Hello all...in the New Year!
It's time for me to get this blog up and rolling. I had given myself an "after the new year" deadling and we are here, to be sure.
So a week or so ago I pulled out Gerhard Forde's The Captivation of the Will and read through it again. It occurs to me that for any Lutheran leader, especially rostered clergy, this piece should be read 2 times a year and then discussed with others....colleagues, professional peers, leaders who have the same passion for mission and ministry....with a matrix of questions that get at what's important here and now. In other words, there needs to be some kind of continued baseline look at our theological grounding in grace....continually.....as we engage the constant who, what, when, where of being missional.
I'm not convinced that many lutheran leaders today understand the radical nature of grace.
And when grace is misunderstood....mission gets hijacked by the theology of glory and all we end up doing is trying to build organizations and institutions rather than travel the marvelous road of God's dream (kingdom) for the world and let Christ loose so he can change lives and change the world.
More on this as we go with this blog week in and week out. Overall, right now, I have a couple of topics, if not to say also passions, that I would like to engage regulary here: grace as expressed in and a result of the theology of the cross and the missional nature of the 21st century church.
To get things started....
Luther said this, in the form of a thesis for debate, about how God relates to us: "The love of God does not find but creates that which is pleasing to it"
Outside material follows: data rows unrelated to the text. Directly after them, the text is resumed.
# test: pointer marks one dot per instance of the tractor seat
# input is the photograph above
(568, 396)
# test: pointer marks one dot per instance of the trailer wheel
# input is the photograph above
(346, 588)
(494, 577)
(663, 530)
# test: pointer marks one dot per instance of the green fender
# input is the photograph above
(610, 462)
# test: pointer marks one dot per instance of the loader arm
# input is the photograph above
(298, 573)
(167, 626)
This is fundamentally opposite to what we normally think. We think that we are placed here on this beautiful earth and that we just don't do that placement justice and we need to get our act together and start appreciating this great place and this great God who created it all. All of that is true enough, but we add to it all the position that somehow, some way we will in fact get it all together so that when God does her great "human belief and behavioral virus" scan (which, I suppose we suppose, occurs at a preprogrammed time so that God doesn't have to think about it but can insure that it does happen! Don't you just love that about your computer virus scan? Isn't it great that God can scan too?) we show up as "pleasing." What Luther is saying is that no, there will not be a time to be satisfying to God....but that really doesn't matter because God is actively creating us so that we are pleasing. It's all God's work. None of ours.
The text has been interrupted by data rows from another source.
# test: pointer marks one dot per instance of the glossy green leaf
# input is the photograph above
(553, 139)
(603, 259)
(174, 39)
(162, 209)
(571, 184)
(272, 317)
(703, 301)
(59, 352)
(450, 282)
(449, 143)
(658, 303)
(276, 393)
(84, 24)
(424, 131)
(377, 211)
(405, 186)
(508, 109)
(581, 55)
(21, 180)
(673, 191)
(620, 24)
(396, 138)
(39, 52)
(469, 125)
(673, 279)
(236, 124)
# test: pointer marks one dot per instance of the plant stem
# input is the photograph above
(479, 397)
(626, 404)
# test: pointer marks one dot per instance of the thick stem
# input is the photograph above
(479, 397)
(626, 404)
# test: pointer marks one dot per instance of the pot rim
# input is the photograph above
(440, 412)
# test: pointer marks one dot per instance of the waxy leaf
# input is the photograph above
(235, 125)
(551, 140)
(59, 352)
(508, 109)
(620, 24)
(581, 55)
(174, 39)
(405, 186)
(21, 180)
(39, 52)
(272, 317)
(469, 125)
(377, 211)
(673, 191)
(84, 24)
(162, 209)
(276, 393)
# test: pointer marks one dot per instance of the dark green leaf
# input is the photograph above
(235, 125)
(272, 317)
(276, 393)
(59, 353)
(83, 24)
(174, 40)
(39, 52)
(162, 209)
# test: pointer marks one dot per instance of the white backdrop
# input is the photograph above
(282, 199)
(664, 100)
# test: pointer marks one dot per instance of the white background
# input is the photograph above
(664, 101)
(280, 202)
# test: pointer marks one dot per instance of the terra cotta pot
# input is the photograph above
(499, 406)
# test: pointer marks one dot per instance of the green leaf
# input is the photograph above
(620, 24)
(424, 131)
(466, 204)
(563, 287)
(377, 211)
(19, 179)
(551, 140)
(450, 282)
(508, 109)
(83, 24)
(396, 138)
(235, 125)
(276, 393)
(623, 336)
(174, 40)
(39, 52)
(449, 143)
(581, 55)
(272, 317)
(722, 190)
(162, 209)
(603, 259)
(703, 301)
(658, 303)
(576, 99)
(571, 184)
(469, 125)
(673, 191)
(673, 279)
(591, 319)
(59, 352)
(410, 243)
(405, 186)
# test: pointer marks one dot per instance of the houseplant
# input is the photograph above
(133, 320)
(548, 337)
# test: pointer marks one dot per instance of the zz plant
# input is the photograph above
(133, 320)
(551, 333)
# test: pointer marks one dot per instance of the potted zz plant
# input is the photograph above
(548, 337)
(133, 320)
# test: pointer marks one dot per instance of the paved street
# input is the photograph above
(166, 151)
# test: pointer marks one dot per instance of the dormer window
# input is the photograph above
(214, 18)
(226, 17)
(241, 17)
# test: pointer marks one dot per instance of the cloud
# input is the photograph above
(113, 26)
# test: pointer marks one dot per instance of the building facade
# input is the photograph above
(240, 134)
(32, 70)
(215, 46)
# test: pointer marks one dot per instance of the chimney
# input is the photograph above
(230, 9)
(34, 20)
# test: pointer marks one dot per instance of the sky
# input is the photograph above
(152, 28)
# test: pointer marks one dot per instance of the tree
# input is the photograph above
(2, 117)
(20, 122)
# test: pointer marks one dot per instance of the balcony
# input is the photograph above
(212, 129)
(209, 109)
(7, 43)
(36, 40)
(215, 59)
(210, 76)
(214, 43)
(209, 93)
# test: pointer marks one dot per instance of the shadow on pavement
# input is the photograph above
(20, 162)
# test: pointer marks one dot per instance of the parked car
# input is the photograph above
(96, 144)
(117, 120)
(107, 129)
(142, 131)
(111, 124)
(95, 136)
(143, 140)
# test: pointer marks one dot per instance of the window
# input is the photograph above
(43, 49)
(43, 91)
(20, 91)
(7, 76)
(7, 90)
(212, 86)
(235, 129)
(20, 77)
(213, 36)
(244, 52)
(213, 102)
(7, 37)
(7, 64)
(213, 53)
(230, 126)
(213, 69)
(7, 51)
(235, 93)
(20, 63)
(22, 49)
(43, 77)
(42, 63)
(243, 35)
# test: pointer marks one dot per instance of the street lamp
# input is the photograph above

Most churches think mission is trying to get people to pay attention to God so they can get busy with a track of work and prayer that will make them pleasing to God. And things get very religious.
If however, we start with the premise that we never will be pleasing to God and there is no reason to try.....but instead realize we are pleasing to God because God is doing the work....we have something refreshing to share....life!....with the unchurched, instead of a religiousity that calls on them to get their spiritual lives together, whatever that means, so they can please God.
So, I leave you with a question:
How does grace, the radical reality of God's unconditional love and regard for us, impact the definition of church mission itself? I know that's a heavy one, and I will try to unpack it more with more questions, but I can't just now. I'll just leave it there. Let's have some fun.